Ia duduk menunggu antrean di kursi tunggu umum, seperti pasien pada umumnya. Beberapa kali ia menarik napas sejak pertemuan dengan Alvin beberapa saat lalu, juga ibu yang tak sengaja muntah di kerudungnya. Semua kejadian itu membuat dadanya sesak. Begitu berat melampaui biasanya. Tiap kali mengingat sosok Alvin, dadanya seperti diremas.

Bagaimana aku bisa melupakanmu jika kita bertemu setiap hari.

Fokus pandangan Faya pecah saat sebuah tangan mengulur di depannya. Tangan itu menggenggam sebuah botol bening berisi kapsul berwarna kuning keruh. Ia pun mengangkat kepalanya, melihat siapa sosok yang sedang berdiri di depannya.

Alvin, lelaki itulah yang sedang berdiri di sana. Menatapnya penuh kekhawatiran.

“Kamu butuh vitamin untuk mempertebal imun-mu, setidaknya untuk saat ini setelah kamu terkena muntahan pasien di UGD,” terang Alvin berharap besar Faya memahami kekhawatirannya.

Faya diam menatap botol bening berisi vitamin itu. Seperti dugaan Faya, Alvin masih mendekat dan masih akan terus memperlakukannya dengan cara yang sama selama mereka masih saling bertemu. Dan perasaan itu tidak akan hilang jika tidak ada yang mundur salah satu.
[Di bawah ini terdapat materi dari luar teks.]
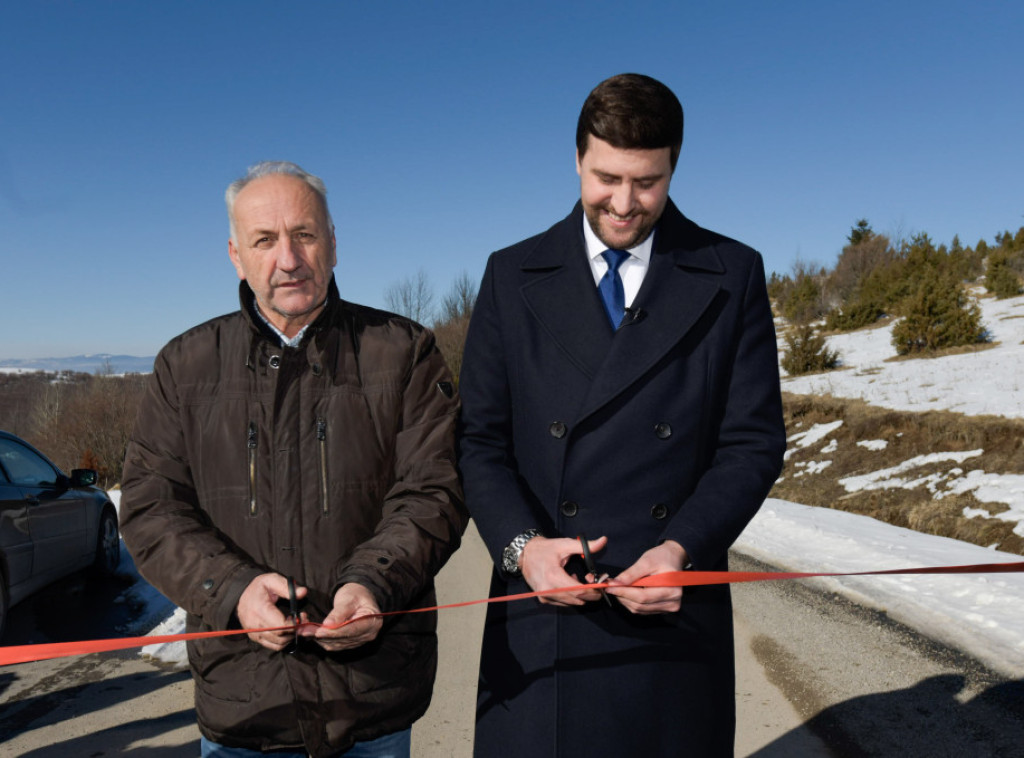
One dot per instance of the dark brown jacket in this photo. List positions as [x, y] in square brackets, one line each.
[331, 463]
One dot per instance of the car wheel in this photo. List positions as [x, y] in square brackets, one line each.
[108, 544]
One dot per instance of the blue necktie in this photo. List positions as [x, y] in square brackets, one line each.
[610, 287]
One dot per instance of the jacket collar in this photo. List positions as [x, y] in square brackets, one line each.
[261, 332]
[558, 289]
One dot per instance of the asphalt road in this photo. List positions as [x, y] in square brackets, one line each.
[813, 671]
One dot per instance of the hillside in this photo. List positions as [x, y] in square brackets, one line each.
[929, 444]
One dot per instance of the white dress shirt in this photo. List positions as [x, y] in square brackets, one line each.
[632, 269]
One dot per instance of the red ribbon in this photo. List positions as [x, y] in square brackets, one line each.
[26, 654]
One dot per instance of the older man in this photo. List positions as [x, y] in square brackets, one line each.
[296, 459]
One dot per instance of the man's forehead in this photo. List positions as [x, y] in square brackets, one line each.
[278, 194]
[604, 158]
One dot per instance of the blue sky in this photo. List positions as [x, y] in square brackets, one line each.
[445, 130]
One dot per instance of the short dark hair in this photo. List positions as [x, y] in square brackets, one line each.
[632, 112]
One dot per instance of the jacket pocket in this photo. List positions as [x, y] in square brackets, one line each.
[251, 445]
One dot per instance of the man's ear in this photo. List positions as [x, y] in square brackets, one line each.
[232, 253]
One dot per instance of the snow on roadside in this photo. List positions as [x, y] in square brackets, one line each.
[982, 615]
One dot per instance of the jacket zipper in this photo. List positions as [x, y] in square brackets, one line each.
[252, 468]
[322, 446]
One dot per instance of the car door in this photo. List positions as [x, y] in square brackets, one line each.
[15, 543]
[56, 513]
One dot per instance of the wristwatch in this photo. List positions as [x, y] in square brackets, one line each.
[511, 554]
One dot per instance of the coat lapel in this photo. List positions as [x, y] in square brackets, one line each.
[670, 303]
[558, 289]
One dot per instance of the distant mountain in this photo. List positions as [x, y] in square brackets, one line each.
[100, 363]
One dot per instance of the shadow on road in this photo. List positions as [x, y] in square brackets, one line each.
[933, 718]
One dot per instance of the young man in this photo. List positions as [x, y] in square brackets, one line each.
[298, 454]
[620, 385]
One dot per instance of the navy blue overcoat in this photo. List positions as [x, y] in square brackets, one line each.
[670, 427]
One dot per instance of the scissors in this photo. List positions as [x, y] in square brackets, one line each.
[293, 603]
[588, 559]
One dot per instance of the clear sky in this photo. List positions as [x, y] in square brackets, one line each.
[444, 130]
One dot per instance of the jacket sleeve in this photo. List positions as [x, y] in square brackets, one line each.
[748, 443]
[173, 544]
[501, 504]
[423, 514]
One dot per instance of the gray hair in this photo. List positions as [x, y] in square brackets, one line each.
[270, 168]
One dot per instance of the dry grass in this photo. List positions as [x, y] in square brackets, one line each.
[908, 435]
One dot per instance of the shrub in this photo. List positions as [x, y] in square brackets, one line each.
[937, 314]
[807, 352]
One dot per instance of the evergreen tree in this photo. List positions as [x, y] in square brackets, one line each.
[937, 313]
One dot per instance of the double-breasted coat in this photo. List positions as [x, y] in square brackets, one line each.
[670, 427]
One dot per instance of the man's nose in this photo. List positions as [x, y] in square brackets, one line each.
[623, 199]
[288, 255]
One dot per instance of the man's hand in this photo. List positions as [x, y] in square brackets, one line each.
[543, 562]
[669, 556]
[257, 609]
[350, 601]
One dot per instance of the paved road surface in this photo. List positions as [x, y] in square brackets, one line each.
[865, 684]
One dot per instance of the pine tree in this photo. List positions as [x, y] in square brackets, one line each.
[937, 313]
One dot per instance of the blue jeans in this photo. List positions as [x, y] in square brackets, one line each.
[389, 746]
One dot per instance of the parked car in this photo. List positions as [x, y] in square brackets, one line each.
[51, 524]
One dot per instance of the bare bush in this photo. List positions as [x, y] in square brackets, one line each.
[412, 297]
[87, 424]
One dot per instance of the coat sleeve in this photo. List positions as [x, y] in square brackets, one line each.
[423, 513]
[500, 502]
[747, 444]
[173, 544]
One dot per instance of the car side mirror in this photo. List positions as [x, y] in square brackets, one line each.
[83, 477]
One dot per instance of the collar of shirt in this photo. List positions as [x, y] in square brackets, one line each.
[632, 269]
[285, 341]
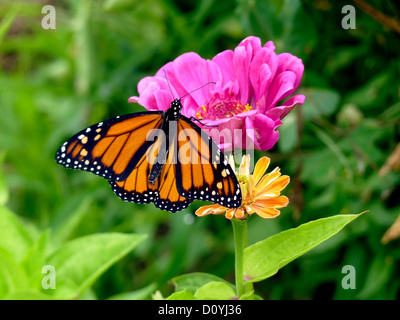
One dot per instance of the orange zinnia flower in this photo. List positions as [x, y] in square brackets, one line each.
[260, 193]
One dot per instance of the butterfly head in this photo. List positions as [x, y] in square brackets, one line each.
[175, 109]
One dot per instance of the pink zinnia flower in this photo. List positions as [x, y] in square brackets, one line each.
[250, 82]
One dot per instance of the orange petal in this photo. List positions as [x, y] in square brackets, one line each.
[203, 211]
[260, 168]
[266, 212]
[249, 209]
[239, 214]
[278, 202]
[244, 169]
[274, 187]
[230, 213]
[267, 179]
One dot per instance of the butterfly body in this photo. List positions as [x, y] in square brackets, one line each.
[154, 156]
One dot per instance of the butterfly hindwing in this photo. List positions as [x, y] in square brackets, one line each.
[111, 148]
[204, 172]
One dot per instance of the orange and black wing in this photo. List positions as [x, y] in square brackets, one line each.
[136, 188]
[202, 171]
[112, 148]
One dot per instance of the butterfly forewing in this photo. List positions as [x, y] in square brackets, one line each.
[203, 171]
[136, 188]
[111, 148]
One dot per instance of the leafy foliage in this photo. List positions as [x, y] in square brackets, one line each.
[335, 147]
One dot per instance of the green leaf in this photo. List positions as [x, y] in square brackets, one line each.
[12, 276]
[140, 294]
[264, 258]
[215, 290]
[34, 260]
[4, 194]
[181, 295]
[195, 280]
[319, 102]
[83, 260]
[15, 238]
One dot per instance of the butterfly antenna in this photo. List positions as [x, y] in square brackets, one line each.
[197, 89]
[169, 86]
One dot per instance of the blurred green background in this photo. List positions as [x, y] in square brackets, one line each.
[336, 147]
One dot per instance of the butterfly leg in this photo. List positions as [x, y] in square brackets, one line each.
[203, 124]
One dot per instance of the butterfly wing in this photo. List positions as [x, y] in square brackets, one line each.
[111, 148]
[203, 171]
[136, 188]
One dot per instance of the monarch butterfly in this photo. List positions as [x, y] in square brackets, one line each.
[154, 156]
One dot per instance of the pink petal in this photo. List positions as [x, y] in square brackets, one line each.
[265, 135]
[286, 107]
[192, 72]
[224, 61]
[241, 65]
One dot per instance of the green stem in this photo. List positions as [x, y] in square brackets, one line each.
[240, 238]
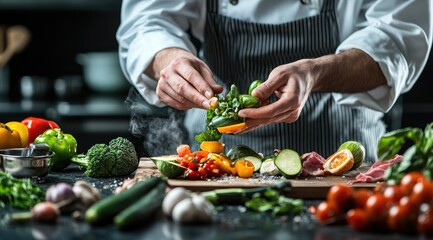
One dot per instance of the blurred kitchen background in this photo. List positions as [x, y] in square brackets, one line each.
[71, 43]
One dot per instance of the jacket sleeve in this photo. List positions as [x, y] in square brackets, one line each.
[398, 35]
[146, 28]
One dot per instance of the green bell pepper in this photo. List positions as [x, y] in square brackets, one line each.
[63, 145]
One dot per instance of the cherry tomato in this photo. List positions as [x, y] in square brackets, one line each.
[377, 207]
[201, 156]
[214, 170]
[361, 196]
[421, 192]
[342, 195]
[184, 164]
[402, 217]
[357, 219]
[193, 165]
[327, 211]
[202, 172]
[425, 220]
[183, 150]
[192, 174]
[409, 180]
[393, 193]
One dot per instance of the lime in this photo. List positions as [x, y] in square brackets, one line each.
[339, 162]
[168, 166]
[357, 150]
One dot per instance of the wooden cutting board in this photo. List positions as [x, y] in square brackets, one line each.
[302, 187]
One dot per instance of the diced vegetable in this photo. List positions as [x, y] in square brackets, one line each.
[288, 163]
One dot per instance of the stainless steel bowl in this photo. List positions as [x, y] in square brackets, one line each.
[17, 162]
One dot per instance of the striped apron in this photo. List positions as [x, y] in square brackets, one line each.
[240, 52]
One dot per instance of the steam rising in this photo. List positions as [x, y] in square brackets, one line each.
[161, 130]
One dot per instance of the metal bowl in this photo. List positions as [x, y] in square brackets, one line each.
[17, 162]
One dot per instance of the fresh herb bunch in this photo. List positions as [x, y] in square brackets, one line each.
[224, 110]
[417, 157]
[272, 201]
[19, 193]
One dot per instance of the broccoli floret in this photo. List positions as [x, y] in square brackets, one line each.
[118, 158]
[127, 159]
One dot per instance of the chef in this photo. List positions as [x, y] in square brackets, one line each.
[331, 69]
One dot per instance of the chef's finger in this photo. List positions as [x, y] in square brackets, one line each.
[208, 77]
[267, 88]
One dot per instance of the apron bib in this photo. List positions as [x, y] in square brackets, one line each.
[240, 52]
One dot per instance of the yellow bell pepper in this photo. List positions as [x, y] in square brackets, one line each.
[9, 138]
[223, 162]
[244, 168]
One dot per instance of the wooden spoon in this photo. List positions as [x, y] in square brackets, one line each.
[17, 38]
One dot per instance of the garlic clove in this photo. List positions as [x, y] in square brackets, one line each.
[184, 211]
[173, 197]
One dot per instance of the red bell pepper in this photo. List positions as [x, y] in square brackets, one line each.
[37, 126]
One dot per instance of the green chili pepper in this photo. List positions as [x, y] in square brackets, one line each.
[63, 145]
[233, 93]
[249, 101]
[254, 85]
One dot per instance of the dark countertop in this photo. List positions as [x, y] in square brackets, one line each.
[231, 222]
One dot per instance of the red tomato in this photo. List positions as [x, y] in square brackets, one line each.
[183, 150]
[402, 217]
[377, 207]
[361, 196]
[409, 180]
[192, 174]
[326, 212]
[421, 192]
[201, 156]
[193, 166]
[425, 220]
[202, 172]
[341, 195]
[357, 219]
[393, 193]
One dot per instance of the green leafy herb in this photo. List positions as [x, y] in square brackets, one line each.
[272, 201]
[19, 193]
[417, 157]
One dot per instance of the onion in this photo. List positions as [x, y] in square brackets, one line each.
[46, 212]
[61, 192]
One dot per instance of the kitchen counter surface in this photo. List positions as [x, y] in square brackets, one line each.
[231, 222]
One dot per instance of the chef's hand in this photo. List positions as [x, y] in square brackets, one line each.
[292, 84]
[184, 81]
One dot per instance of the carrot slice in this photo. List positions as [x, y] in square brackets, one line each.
[231, 128]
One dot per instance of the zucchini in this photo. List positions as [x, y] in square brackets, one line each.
[104, 210]
[221, 121]
[288, 163]
[143, 210]
[238, 196]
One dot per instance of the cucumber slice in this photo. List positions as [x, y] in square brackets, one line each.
[168, 166]
[269, 168]
[257, 162]
[288, 163]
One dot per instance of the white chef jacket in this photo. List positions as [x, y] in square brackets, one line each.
[395, 33]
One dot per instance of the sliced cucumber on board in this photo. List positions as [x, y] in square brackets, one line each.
[288, 163]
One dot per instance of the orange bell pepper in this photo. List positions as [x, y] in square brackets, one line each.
[244, 168]
[223, 162]
[9, 138]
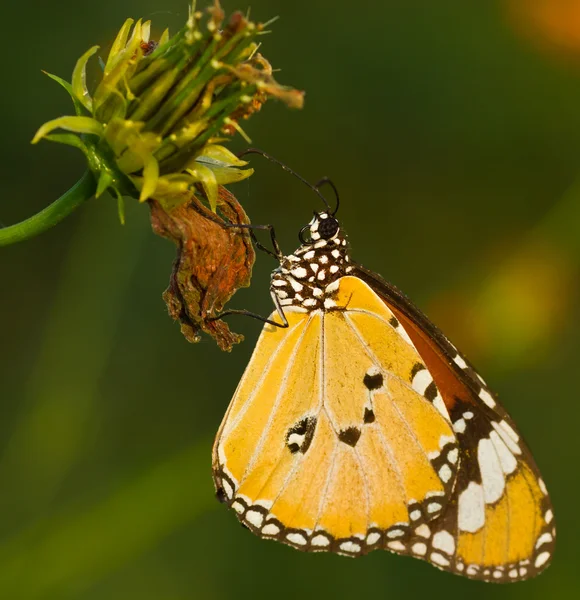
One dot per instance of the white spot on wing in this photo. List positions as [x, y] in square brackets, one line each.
[270, 529]
[423, 531]
[487, 398]
[332, 287]
[296, 285]
[255, 518]
[299, 272]
[440, 406]
[545, 538]
[421, 380]
[439, 559]
[420, 548]
[443, 540]
[453, 455]
[541, 559]
[320, 540]
[399, 546]
[296, 538]
[373, 537]
[509, 430]
[350, 546]
[506, 458]
[471, 512]
[445, 473]
[509, 442]
[491, 471]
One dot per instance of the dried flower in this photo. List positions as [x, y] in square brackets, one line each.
[154, 128]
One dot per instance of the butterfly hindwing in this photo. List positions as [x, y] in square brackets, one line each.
[360, 426]
[334, 440]
[499, 523]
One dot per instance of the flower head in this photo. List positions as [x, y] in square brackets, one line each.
[155, 124]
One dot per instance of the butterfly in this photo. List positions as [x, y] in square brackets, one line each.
[358, 425]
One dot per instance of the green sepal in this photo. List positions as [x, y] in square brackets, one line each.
[79, 79]
[79, 108]
[76, 124]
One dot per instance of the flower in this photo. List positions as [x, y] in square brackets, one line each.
[155, 124]
[154, 128]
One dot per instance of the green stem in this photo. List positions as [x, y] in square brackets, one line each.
[52, 214]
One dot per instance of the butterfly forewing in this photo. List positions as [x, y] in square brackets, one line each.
[360, 426]
[499, 524]
[330, 442]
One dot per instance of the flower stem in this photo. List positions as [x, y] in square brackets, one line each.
[83, 189]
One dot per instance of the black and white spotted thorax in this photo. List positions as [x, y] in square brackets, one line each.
[307, 279]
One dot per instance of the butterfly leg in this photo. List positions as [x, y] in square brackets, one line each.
[277, 253]
[247, 313]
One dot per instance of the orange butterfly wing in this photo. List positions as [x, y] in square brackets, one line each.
[499, 525]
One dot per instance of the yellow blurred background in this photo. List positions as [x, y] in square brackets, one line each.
[452, 130]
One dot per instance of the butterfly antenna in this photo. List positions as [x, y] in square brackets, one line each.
[328, 181]
[289, 170]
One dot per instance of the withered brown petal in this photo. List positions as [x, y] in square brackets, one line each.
[212, 263]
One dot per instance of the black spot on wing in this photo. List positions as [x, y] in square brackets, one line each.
[416, 368]
[299, 437]
[221, 495]
[350, 436]
[373, 382]
[369, 416]
[431, 392]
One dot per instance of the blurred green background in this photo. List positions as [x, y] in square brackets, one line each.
[452, 130]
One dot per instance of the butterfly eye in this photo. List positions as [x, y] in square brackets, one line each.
[301, 235]
[328, 227]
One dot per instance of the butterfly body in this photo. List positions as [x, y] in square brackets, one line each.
[357, 426]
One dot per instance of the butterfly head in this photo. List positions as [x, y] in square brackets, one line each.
[324, 226]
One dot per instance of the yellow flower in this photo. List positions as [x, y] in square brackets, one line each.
[150, 127]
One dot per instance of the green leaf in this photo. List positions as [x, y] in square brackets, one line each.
[76, 124]
[70, 139]
[208, 180]
[225, 175]
[105, 180]
[79, 79]
[220, 154]
[79, 108]
[118, 46]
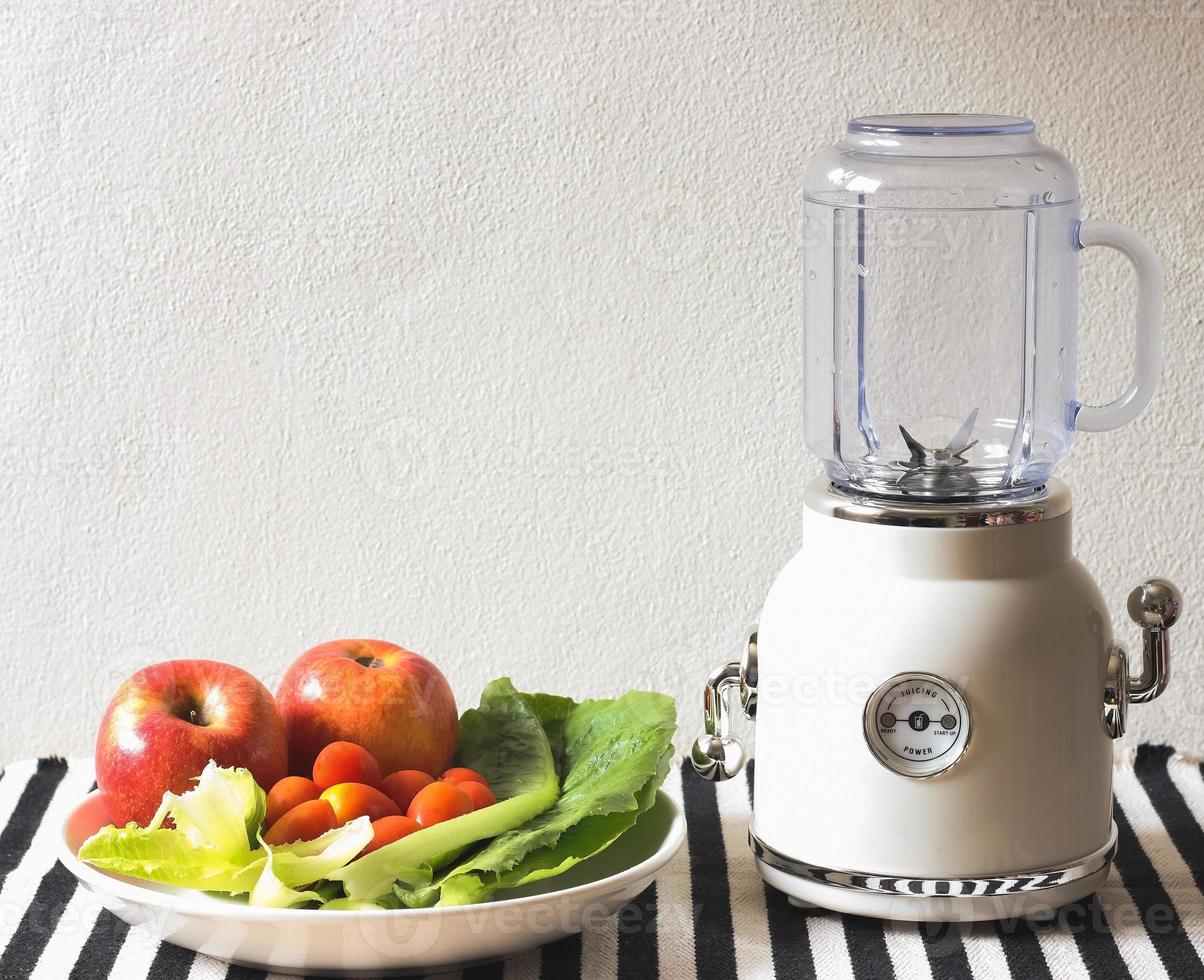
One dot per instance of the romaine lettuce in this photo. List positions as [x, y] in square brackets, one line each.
[505, 742]
[614, 755]
[211, 846]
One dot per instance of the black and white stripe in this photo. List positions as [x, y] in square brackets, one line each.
[708, 915]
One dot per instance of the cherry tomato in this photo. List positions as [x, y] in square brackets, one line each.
[479, 793]
[302, 822]
[387, 830]
[402, 785]
[353, 800]
[289, 792]
[460, 774]
[438, 802]
[344, 762]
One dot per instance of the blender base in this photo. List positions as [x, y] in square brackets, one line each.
[930, 899]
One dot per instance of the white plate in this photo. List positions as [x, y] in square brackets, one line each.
[383, 942]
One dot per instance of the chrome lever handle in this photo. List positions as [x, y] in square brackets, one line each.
[716, 754]
[1154, 606]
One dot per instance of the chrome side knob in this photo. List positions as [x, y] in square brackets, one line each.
[716, 759]
[716, 754]
[1154, 606]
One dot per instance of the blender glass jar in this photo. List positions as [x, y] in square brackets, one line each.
[940, 307]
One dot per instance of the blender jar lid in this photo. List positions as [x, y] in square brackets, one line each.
[942, 124]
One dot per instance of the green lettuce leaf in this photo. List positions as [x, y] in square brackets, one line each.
[289, 866]
[505, 742]
[614, 754]
[211, 846]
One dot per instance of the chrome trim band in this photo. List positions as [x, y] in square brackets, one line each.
[1051, 502]
[945, 887]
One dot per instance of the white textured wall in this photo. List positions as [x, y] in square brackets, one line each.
[476, 326]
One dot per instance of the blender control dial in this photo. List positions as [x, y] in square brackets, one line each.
[918, 724]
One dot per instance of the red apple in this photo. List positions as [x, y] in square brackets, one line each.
[169, 720]
[391, 701]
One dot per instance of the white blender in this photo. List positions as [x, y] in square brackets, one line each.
[933, 678]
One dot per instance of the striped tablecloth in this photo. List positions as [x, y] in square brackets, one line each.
[707, 916]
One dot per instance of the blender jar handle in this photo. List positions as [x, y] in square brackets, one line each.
[1149, 326]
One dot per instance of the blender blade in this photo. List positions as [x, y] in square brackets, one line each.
[936, 471]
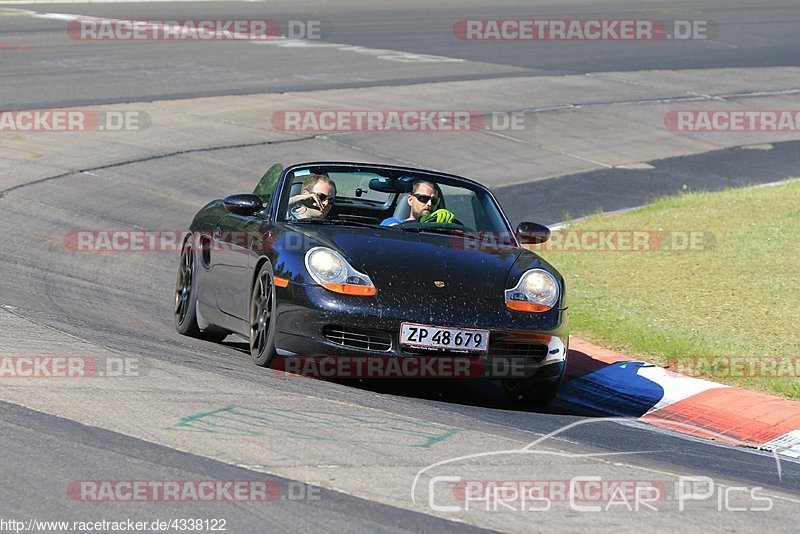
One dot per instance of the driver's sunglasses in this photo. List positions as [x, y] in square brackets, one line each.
[426, 198]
Lantas bagaimana kondisi bisa membaik jika terus-terusan seperti ini? Faya banyak sekali memikirkan kemungkinan yang terjadi, pun resiko macam apa yang bisa diterima Alvin jika tetap mempertahankan perasaannya. Tidakkah lelaki itu sadar siapa Faya dan semua sisi kelam hidupnya?

“Aku tahu kau marah, bahkan mungkin membenciku setelah apa yang kau ketahui tentang diriku. Tapi untuk saat ini, aku mohon terimalah bantuanku. Aku hanya tidak ingin terjadi sesuatu dengan kesehatanmu. Aku tidak mau melihat serangan asma itu terulang kembali atau apa pun itu yang melemahkan imun dalam tubuhmu. Jadi untuk saat ini saja, terimalah!” nampak ketulusan dari sorot mata Alvin.

Faya menarik napas dalam-dalam, lalu berdiri dari duduknya.

"Aku baik-baik saja, Anda tidak perlu khawatir." Kata Faya mencoba bersikap biasa saja meskipun amat sulit.

Kini Alvin menarik kembali tangan kanan yang tadinya terulur di depan Faya. Ia genggam erat botol kecil berisi vitamin itu untuk menahan getaran yang merambat di tangannya.

"Aku sudah dengar semua dari Vita, tentang perjodohan kalian yang gagal. Aku tidak ingin marah apalagi membenci Anda. Setiap orang punyak hak untuk menyukai siapa pun, dan perasaan itu tumbuh juga bukan karena keinginan kita. Hanya saja, saya tidak ingin dokter kesulitan di kemudian hari karena perasaan itu."

Mata Alvin berkaca-kaca, mendadak tenggorokannya tercekat. Ia mengangkat wajahnya, melihat wajah di depannya yang nampak layu. Ia tahu kemana arah pembicaraan itu.

“Apa maksudmu berkata seperti itu?" Alvin memberanikan diri bertanya.

Faya mundur dua langkah, menjauhkan tubuhnya dari Alvin.

“Aku tidak ingin kondisi ini semakin rumit, pun aku tidak ingin lebih banyak yang tersakiti. Sampai di sini saja semua kebaikan dokter pada saya. Perlakukan saya seperti rekan kerja atau pasien Anda pada umumnya.”

Alvin terdiam kaku. Sekujur tubuhnya memanas seketika.

“Apa aku mengusik hidupmu?”

“Tidak, dok. Bukan seperti itu. Saya hanya memposisikan diri. Pun melihat siapa Anda dan semua hal yang sudah terjadi. Sungguh saya tidak ingin setiap perhatian Anda justru menjadi kesalahpahaman. Juga, saya ingin menjaga hati Vita."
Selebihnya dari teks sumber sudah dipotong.